Conference Panel: New Interactions with Japan Buddhist Images and Ideas

Saturday, July 7, 2012, 10:30am – 11:45am

“Pilgrimage to Two Local Temples in Kyushu”

Sherry Fowler (University of Kansas). By the sixteenth century many temples in Japan with a central icon of Kannon (Avalokiteśvara) were organized into different thirty-three stop pilgrimage routes covering thousands of kilometers. Over the centuries because of the success of the old Kannon pilgrimage routes, small temples with Kannon icons continued to organize into local routes, offering ever more possibilities to increase merit. This paper will consider the history and present circumstances of two small temples, named Shinguji and Fumonji, on Japan’s southern island of Kyushu that became part of the Sagara regional pilgrimage route for Kannon that was established in the seventeenth century. The two temples, which are open to the public during the spring and fall equinoxes, are of special interest because each has a set of Six Kannon images as the main focus of worship.

“Buddhist-Inspired Artists from Contemporary Japan: Intersections of Tradition, Imagination, and Social Activism”

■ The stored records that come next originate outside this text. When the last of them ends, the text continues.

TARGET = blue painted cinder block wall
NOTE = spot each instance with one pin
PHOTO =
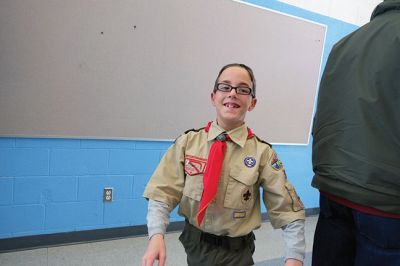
(56, 185)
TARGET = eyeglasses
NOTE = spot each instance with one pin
(227, 88)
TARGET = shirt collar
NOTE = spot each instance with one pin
(238, 135)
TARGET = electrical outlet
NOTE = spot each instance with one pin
(107, 194)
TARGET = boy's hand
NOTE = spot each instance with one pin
(155, 251)
(293, 262)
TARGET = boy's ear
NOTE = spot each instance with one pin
(212, 97)
(253, 104)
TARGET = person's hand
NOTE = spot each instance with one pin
(293, 262)
(155, 251)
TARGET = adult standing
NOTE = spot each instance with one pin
(356, 146)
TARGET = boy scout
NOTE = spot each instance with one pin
(214, 174)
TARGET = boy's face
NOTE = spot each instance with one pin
(232, 107)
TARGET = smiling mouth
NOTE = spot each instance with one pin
(231, 105)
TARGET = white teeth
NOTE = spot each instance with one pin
(231, 105)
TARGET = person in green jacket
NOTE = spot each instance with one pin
(356, 146)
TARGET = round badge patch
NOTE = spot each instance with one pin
(249, 162)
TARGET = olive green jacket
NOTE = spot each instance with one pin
(356, 130)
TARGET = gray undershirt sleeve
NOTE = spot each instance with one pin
(157, 217)
(294, 239)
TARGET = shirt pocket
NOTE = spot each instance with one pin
(193, 186)
(242, 189)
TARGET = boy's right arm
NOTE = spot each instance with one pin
(155, 251)
(157, 222)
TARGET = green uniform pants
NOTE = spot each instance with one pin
(203, 249)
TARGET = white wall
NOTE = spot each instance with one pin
(357, 12)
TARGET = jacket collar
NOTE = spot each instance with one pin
(238, 135)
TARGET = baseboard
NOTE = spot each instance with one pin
(67, 238)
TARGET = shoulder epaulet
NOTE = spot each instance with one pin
(189, 130)
(263, 141)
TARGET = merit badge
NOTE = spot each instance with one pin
(239, 214)
(276, 163)
(249, 162)
(194, 165)
(246, 195)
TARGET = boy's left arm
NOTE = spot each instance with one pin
(285, 209)
(294, 241)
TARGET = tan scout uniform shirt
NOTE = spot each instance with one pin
(248, 165)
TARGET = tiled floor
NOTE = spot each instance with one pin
(128, 251)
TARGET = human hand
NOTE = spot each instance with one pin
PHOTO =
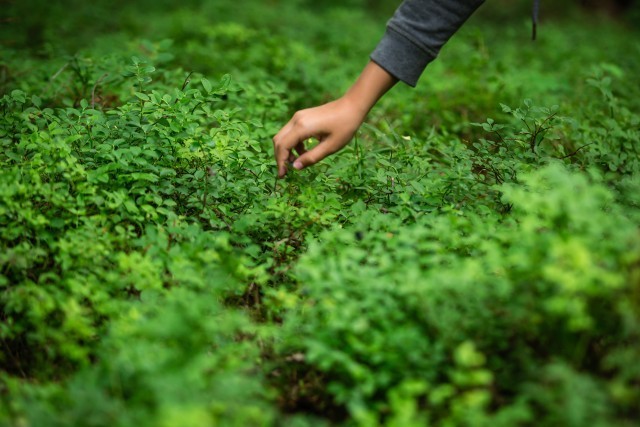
(332, 124)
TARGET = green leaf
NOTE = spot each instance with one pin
(206, 84)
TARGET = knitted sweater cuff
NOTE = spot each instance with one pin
(400, 57)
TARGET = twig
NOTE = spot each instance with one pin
(93, 91)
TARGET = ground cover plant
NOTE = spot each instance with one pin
(471, 258)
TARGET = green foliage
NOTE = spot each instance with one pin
(472, 258)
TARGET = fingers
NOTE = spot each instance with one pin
(291, 136)
(317, 153)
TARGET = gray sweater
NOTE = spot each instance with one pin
(416, 32)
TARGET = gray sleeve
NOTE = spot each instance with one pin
(416, 32)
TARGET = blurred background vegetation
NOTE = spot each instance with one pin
(471, 260)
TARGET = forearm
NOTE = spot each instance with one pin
(416, 33)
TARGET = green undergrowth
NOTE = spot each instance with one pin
(471, 258)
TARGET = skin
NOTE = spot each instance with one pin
(333, 124)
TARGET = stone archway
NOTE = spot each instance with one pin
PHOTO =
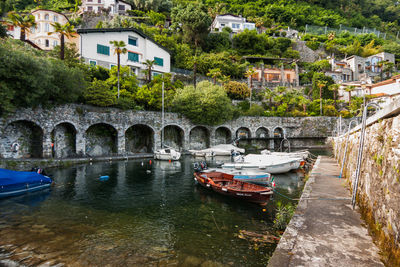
(139, 138)
(223, 135)
(174, 136)
(243, 133)
(101, 140)
(63, 138)
(199, 138)
(262, 132)
(22, 139)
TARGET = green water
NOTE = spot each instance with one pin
(144, 215)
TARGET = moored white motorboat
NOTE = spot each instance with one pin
(268, 163)
(167, 154)
(218, 150)
(297, 154)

Patricia J. Graham (University of Kansas). This paper addresses the presence of Buddhist values in contemporary Japanese art, a force that remains largely unnoticed, through the lens of five unrelated artists who work apart from formal Buddhist organizations, in traditional and avant-garde media: Yuriko Yamaguchi (born 1948), Kaminuma Hisako (1952-2012), Mukoyoshi Yuboku (born 1961), Shinji Turner-Yamamoto (born 1965), and Mukaiyama Kisho (born 1968). These artists draw inspirations from Buddhist beliefs about interconnectedness, transience, compassion, and mindfulness. These values are precisely those espoused by individuals associated with a newly-identified form of Buddhism described as “Buddhist Modernism,” and within that context, with Socially Engaged Buddhist movements, whose followers strive to alleviate major problems endemic to modern life including the dire state of the environment, political violence, and the suffering of impoverished and persecuted citizens. I attempt to use the tenets of Engaged Buddhism as a touchstone to explore these artists’ work and also to conceptualize how their identity as Japanese artists endows them with a cultural worldview distinct from that of artists from other Buddhist nations.